In the era of higher memory bandwidth, larger vector register, increasing core count, have you ever asked where your performance lays? What is the maximum speed-up achievable on the underlying architecture? How the code implementation is effecting, inducing and improving the reaching goal of the High Performance Computing?
In this tutorial, we will answer all these questions and you will have the opportunity to learn techniques, methods and solutions on how to improve your code, how to enable the new hardware features and how to use the roofline model to visualize the potential benefits of your optimization process.

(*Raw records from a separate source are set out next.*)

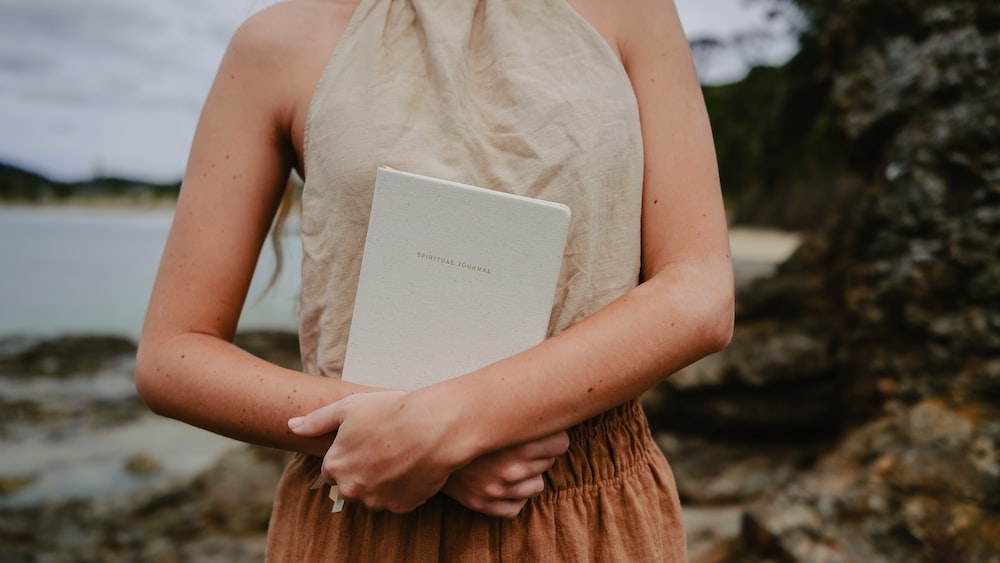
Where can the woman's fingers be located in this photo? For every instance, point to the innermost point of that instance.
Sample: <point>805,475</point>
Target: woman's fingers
<point>501,483</point>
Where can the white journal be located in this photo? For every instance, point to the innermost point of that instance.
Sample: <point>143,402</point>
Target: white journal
<point>454,277</point>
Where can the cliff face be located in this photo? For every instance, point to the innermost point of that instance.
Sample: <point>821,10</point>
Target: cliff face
<point>882,334</point>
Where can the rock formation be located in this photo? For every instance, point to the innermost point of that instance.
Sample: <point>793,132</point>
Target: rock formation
<point>867,371</point>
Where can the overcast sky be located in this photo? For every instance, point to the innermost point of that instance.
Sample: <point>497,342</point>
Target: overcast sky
<point>114,87</point>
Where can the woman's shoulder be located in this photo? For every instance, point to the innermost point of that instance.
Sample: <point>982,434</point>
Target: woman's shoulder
<point>293,26</point>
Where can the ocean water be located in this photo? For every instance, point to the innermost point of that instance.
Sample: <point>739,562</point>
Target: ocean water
<point>91,271</point>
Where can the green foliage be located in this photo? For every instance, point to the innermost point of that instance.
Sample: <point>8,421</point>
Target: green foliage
<point>772,125</point>
<point>22,186</point>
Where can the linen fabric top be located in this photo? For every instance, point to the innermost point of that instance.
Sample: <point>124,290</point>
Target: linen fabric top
<point>519,96</point>
<point>522,96</point>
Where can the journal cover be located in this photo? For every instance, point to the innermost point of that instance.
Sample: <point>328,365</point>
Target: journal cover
<point>453,277</point>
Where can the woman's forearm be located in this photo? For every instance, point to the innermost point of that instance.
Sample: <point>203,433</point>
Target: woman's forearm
<point>208,382</point>
<point>678,317</point>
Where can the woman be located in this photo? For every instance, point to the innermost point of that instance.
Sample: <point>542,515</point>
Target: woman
<point>593,103</point>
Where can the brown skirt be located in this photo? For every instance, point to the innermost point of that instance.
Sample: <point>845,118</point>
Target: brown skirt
<point>611,497</point>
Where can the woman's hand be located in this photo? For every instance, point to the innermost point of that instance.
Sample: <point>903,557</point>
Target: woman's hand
<point>390,452</point>
<point>502,482</point>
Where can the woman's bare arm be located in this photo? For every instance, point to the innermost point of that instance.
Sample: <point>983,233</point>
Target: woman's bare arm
<point>239,163</point>
<point>248,138</point>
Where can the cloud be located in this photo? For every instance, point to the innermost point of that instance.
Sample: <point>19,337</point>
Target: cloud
<point>115,86</point>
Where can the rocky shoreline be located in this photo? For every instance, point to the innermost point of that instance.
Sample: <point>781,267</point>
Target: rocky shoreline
<point>88,473</point>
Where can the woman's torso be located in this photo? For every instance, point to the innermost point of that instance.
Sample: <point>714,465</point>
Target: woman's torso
<point>525,97</point>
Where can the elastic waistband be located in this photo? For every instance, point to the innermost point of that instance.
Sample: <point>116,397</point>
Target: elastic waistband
<point>604,448</point>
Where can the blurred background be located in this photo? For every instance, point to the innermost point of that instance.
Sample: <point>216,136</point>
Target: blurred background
<point>854,417</point>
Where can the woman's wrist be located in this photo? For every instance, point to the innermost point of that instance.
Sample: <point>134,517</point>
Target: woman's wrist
<point>460,435</point>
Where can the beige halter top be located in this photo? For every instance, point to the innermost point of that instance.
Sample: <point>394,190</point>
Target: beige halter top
<point>522,96</point>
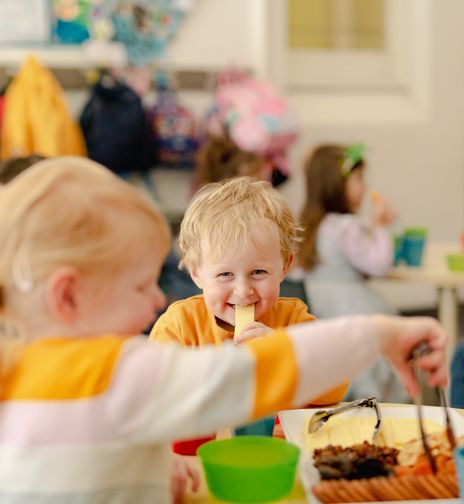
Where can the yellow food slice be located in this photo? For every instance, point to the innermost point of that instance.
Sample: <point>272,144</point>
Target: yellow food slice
<point>243,315</point>
<point>394,432</point>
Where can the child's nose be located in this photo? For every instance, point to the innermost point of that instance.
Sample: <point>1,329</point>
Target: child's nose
<point>243,289</point>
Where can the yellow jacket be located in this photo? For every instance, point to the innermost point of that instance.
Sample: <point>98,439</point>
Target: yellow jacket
<point>36,119</point>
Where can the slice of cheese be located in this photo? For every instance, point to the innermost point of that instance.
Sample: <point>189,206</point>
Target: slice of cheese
<point>394,432</point>
<point>243,315</point>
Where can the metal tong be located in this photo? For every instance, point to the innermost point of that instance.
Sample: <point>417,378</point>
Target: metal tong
<point>320,417</point>
<point>420,350</point>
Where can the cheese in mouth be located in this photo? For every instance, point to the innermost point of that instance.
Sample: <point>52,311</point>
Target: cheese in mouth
<point>243,315</point>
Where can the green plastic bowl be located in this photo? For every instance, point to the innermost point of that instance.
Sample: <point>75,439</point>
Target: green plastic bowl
<point>455,262</point>
<point>249,468</point>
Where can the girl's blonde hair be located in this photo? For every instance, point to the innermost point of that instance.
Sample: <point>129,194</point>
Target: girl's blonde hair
<point>71,211</point>
<point>325,193</point>
<point>224,213</point>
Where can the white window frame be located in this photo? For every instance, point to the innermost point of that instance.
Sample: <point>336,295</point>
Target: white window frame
<point>356,85</point>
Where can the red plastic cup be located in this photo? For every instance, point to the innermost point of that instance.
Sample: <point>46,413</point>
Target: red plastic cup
<point>190,446</point>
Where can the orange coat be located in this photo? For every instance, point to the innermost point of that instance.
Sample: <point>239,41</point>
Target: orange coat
<point>36,118</point>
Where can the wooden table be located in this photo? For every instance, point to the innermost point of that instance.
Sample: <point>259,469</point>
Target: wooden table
<point>434,271</point>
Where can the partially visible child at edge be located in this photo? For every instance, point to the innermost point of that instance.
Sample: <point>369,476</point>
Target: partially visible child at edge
<point>238,239</point>
<point>339,251</point>
<point>98,407</point>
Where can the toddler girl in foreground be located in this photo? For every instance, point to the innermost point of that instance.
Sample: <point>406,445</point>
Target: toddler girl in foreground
<point>88,409</point>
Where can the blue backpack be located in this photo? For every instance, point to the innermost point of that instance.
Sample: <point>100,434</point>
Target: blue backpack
<point>115,127</point>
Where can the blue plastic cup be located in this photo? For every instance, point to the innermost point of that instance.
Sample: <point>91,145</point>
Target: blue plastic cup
<point>263,427</point>
<point>397,249</point>
<point>413,245</point>
<point>459,461</point>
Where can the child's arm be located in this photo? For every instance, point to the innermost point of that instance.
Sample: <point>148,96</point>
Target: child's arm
<point>166,330</point>
<point>182,473</point>
<point>300,314</point>
<point>163,392</point>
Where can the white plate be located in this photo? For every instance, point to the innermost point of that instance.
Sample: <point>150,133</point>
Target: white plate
<point>292,422</point>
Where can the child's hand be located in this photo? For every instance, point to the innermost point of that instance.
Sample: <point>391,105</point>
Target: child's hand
<point>382,212</point>
<point>398,338</point>
<point>253,330</point>
<point>181,471</point>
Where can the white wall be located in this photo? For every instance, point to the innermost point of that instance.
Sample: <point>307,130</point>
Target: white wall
<point>416,163</point>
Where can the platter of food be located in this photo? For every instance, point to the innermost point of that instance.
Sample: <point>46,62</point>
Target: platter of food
<point>343,461</point>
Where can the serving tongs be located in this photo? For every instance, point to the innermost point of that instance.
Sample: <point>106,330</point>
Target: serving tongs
<point>320,417</point>
<point>420,350</point>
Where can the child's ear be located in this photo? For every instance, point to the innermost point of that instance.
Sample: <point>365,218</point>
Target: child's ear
<point>61,294</point>
<point>195,277</point>
<point>287,267</point>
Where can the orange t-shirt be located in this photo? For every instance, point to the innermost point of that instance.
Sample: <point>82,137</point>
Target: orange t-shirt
<point>189,323</point>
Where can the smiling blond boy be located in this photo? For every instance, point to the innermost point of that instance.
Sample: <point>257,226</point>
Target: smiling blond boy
<point>237,240</point>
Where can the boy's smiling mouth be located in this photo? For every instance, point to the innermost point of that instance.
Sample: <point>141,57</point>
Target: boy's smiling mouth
<point>234,305</point>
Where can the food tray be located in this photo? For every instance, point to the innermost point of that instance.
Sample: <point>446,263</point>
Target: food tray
<point>292,422</point>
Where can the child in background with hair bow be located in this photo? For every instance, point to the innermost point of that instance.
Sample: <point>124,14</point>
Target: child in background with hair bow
<point>339,251</point>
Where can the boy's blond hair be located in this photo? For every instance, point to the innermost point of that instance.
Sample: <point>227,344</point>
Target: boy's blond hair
<point>225,213</point>
<point>71,211</point>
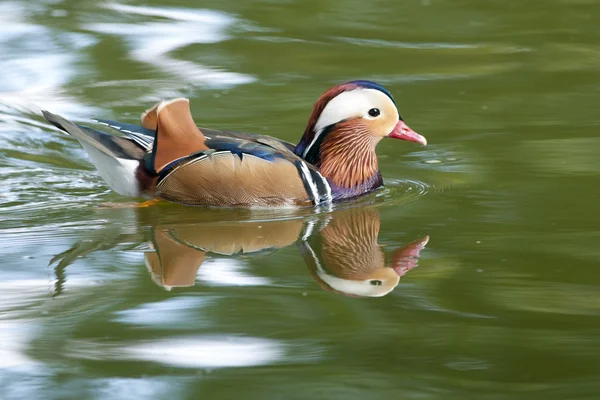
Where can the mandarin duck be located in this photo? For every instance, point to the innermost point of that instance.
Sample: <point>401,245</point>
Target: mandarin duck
<point>168,157</point>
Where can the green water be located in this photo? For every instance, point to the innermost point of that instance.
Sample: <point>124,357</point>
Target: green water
<point>503,303</point>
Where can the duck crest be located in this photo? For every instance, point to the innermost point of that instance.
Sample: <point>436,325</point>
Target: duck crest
<point>343,152</point>
<point>309,132</point>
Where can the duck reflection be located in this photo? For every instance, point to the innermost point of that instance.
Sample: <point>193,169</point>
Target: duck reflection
<point>341,251</point>
<point>346,258</point>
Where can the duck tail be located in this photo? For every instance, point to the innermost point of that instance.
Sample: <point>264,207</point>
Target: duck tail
<point>116,158</point>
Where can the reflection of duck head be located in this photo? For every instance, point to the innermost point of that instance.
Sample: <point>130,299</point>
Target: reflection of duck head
<point>347,259</point>
<point>343,257</point>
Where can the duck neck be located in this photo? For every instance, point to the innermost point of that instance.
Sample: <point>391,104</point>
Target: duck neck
<point>347,159</point>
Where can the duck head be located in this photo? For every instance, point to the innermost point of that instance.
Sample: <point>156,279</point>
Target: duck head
<point>346,124</point>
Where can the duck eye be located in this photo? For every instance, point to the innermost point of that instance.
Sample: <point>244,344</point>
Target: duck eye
<point>374,112</point>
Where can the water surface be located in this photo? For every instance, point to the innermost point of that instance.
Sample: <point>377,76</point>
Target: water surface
<point>101,300</point>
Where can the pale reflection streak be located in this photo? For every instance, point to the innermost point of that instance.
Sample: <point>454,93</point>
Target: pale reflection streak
<point>152,42</point>
<point>185,352</point>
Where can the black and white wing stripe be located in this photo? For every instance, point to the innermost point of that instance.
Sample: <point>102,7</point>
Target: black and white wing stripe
<point>316,185</point>
<point>142,136</point>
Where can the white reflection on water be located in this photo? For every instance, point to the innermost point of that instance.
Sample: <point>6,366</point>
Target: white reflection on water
<point>207,352</point>
<point>152,42</point>
<point>167,313</point>
<point>228,272</point>
<point>186,351</point>
<point>36,63</point>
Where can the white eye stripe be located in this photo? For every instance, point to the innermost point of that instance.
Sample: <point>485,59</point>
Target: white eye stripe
<point>347,105</point>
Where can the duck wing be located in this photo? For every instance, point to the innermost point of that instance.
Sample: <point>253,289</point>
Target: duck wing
<point>228,169</point>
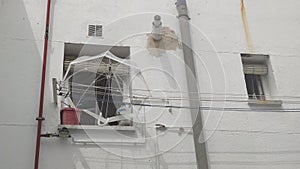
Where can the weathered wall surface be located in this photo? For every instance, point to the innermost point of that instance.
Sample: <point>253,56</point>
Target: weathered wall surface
<point>221,30</point>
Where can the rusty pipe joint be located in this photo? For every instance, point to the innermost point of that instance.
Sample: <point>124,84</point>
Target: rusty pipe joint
<point>157,29</point>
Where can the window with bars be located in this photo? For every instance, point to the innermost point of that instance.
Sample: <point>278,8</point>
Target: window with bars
<point>95,30</point>
<point>255,70</point>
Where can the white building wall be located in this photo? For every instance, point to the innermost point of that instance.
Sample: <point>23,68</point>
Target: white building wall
<point>245,139</point>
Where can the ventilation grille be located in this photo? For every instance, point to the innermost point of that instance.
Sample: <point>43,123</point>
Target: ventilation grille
<point>95,30</point>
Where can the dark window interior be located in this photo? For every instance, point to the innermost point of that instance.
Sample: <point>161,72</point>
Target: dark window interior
<point>254,87</point>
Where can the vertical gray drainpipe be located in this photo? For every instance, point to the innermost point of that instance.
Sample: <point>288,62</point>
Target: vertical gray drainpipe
<point>200,148</point>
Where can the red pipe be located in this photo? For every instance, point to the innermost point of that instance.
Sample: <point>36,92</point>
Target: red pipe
<point>40,118</point>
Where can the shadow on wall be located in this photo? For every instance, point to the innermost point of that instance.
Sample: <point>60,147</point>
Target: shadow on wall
<point>20,73</point>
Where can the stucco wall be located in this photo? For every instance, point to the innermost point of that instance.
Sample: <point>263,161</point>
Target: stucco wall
<point>235,139</point>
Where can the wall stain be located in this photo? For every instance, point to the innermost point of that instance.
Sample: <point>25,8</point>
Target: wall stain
<point>246,28</point>
<point>169,41</point>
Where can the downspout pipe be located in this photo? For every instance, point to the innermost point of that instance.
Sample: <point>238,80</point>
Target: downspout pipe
<point>200,148</point>
<point>40,117</point>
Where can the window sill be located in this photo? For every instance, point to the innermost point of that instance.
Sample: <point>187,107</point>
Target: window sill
<point>104,134</point>
<point>253,102</point>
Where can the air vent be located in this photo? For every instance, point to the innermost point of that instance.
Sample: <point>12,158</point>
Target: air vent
<point>95,30</point>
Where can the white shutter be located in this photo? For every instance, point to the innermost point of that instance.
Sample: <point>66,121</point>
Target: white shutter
<point>256,69</point>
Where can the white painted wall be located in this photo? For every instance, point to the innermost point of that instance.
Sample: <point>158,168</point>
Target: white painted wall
<point>253,140</point>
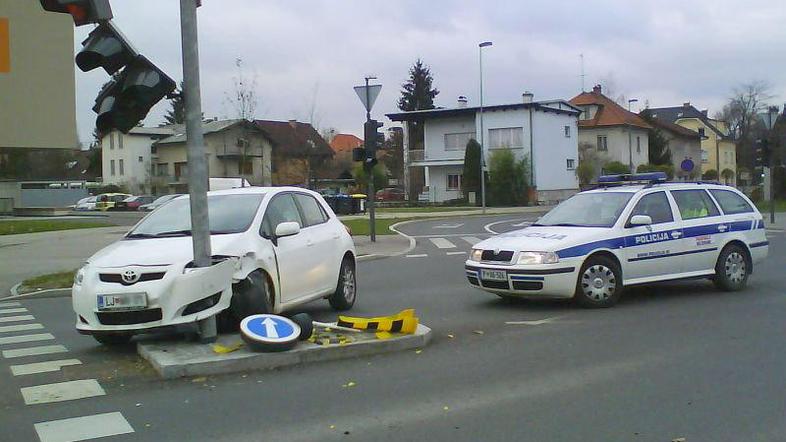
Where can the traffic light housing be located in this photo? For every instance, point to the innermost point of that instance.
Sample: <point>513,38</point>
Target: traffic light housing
<point>82,11</point>
<point>373,140</point>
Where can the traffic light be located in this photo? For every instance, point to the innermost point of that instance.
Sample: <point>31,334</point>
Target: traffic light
<point>82,11</point>
<point>373,140</point>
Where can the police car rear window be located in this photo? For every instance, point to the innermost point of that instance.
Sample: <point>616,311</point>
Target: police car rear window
<point>730,202</point>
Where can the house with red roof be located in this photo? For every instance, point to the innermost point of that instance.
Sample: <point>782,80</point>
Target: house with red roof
<point>616,133</point>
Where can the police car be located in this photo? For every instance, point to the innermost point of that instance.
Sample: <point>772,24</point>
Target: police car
<point>631,229</point>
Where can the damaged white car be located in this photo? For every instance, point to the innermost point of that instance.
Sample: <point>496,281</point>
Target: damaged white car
<point>273,249</point>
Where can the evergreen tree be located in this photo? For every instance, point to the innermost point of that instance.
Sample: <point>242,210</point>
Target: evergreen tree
<point>177,114</point>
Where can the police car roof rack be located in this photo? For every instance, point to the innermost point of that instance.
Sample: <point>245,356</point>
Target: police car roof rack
<point>625,179</point>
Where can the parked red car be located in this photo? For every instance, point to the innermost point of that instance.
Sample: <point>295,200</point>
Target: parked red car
<point>390,194</point>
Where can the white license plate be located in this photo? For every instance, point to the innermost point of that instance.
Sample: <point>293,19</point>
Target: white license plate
<point>493,275</point>
<point>126,301</point>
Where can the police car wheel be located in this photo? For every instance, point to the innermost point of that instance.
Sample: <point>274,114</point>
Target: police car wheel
<point>599,284</point>
<point>346,290</point>
<point>252,296</point>
<point>732,269</point>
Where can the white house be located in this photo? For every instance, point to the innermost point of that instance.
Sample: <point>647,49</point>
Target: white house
<point>126,158</point>
<point>543,131</point>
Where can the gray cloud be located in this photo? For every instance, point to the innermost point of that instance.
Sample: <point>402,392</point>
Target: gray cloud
<point>311,53</point>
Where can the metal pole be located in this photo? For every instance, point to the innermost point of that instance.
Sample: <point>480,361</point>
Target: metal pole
<point>371,212</point>
<point>197,164</point>
<point>482,148</point>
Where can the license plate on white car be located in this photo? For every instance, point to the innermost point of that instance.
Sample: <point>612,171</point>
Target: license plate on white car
<point>493,275</point>
<point>126,301</point>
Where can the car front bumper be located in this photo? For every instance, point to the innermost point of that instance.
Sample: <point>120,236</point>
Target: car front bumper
<point>181,296</point>
<point>531,281</point>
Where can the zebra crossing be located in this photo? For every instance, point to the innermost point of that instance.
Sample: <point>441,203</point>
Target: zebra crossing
<point>35,354</point>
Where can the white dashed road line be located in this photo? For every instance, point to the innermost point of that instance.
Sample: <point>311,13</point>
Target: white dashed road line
<point>26,338</point>
<point>16,318</point>
<point>442,243</point>
<point>83,428</point>
<point>21,327</point>
<point>34,351</point>
<point>62,391</point>
<point>42,367</point>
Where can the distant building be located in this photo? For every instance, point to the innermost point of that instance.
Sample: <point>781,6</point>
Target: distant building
<point>718,150</point>
<point>615,133</point>
<point>543,131</point>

We will start with an overview of the latest micro-processor architectures and how the intrinsic parallelism has been implemented in hardware, mainly the SIMD instructions and multi-threading. Then we focus on how to define and measure processor and memory performance and how this is related to the application level. In particular, we describe the roofline model approach, which gives an estimation and a visual model useful to estimate the application performance and the limitation of the underlying hardware.
// Fabio Baruffa
is a software technical consulting engineer in the Developer Products Division (DPD) at Intel. He is working in the compiler team and provides customer support in the high performance computing (HPC) area. Prior at Intel, he has been working as HPC application specialist and developer in the largest supercomputing centers in Europe, mainly the Leibniz Supercomputing Center and the Max-Plank Computing and Data Facility in Munich, as well as Cineca in Italy. He has been involved in software development, analysis of scientific code and optimization for HPC systems. He holds a PhD in Physics from University of Regensburg for his research in the area of spintronics device and quantum computing.